201403154/1/A3.
Datum uitspraak: 19 november 2014
AFDELING
BESTUURSRECHTSPRAAK
Uitspraak op het hoger beroep van:
[appellant], wonend te [woonplaats],
tegen de uitspraak van de rechtbank Limburg van 9 april 2014 in zaak nr. 13/3196 in het geding tussen:
[appellant]
en
de raad van de gemeente Kerkrade.
Procesverloop
Bij brief van 16 augustus 2013 heeft [appellant] de raad verzocht om de leden van de Klachtenkamer van de Centrale Bezwaarschriften- en Klachtencommissie van de gemeente Kerkrade (hierna: de ombudscommissie) - bij voorkeur - oneervol ontslag te verlenen en een wijziging door te voeren van de betreffende gemeentelijke verordeningen ter zake van de vaststelling van een externe klachtinstantie.
Bij brief van 30 september 2013 heeft de raad [appellant] medegedeeld zijn verzoek voor kennisgeving aan te nemen.
Bij brief van 1 oktober 2013 heeft [appellant] de raad in gebreke gesteld wegens het uitblijven van een besluit op zijn verzoek.
Bij uitspraak van 9 april 2014 heeft de rechtbank het door [appellant] ingestelde beroep gericht tegen het niet tijdig nemen van een besluit niet-ontvankelijk verklaard.
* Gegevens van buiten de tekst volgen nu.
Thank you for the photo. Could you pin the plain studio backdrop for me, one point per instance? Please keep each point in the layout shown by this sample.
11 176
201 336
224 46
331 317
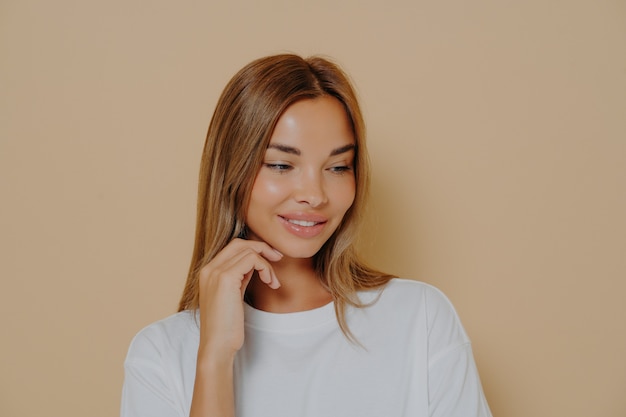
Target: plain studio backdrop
498 138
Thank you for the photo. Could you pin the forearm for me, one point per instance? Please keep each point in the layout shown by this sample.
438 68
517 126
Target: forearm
213 394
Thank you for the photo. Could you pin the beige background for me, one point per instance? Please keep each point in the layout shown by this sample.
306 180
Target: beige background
498 139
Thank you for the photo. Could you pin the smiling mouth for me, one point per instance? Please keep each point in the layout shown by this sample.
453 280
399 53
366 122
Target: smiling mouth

Deze uitspraak is aangehecht.
Tegen deze uitspraak heeft [appellant] hoger beroep ingesteld.
De raad heeft een verweerschrift ingediend.
[appellant] heeft een nader stuk ingediend.
De Afdeling heeft de zaak ter zitting behandeld op 18 september 2014, waar [appellant], vertegenwoordigd door C.M.L. Hofland, is verschenen.
Overwegingen
1. Ingevolge artikel 1:2, eerste lid, van de Algemene wet bestuursrecht (hierna: Awb) wordt onder belanghebbende verstaan: degene wiens belang rechtstreeks bij een besluit is betrokken.
Ingevolge artikel 1:3, eerste lid, wordt onder besluit verstaan: een schriftelijke beslissing van een bestuursorgaan, inhoudende een publiekrechtelijke rechtshandeling.
Ingevolge het derde lid wordt onder aanvraag verstaan: een verzoek van een belanghebbende, een besluit te nemen.
Ingevolge artikel 6:2, aanhef en onder b, wordt voor de toepassing van wettelijke voorschriften over bezwaar en beroep met een besluit gelijkgesteld het niet tijdig nemen van een besluit.
Ingevolge artikel 6:12, tweede lid, kan een beroepschrift, gericht tegen het niet tijdig nemen van een besluit, worden ingediend zodra:
a. het bestuursorgaan in gebreke is tijdig een besluit te nemen of een van rechtswege verleende beschikking bekend te maken, en
b. twee weken zijn verstreken na de dag waarop belanghebbende het bestuursorgaan schriftelijk heeft medegedeeld dat het in gebreke is.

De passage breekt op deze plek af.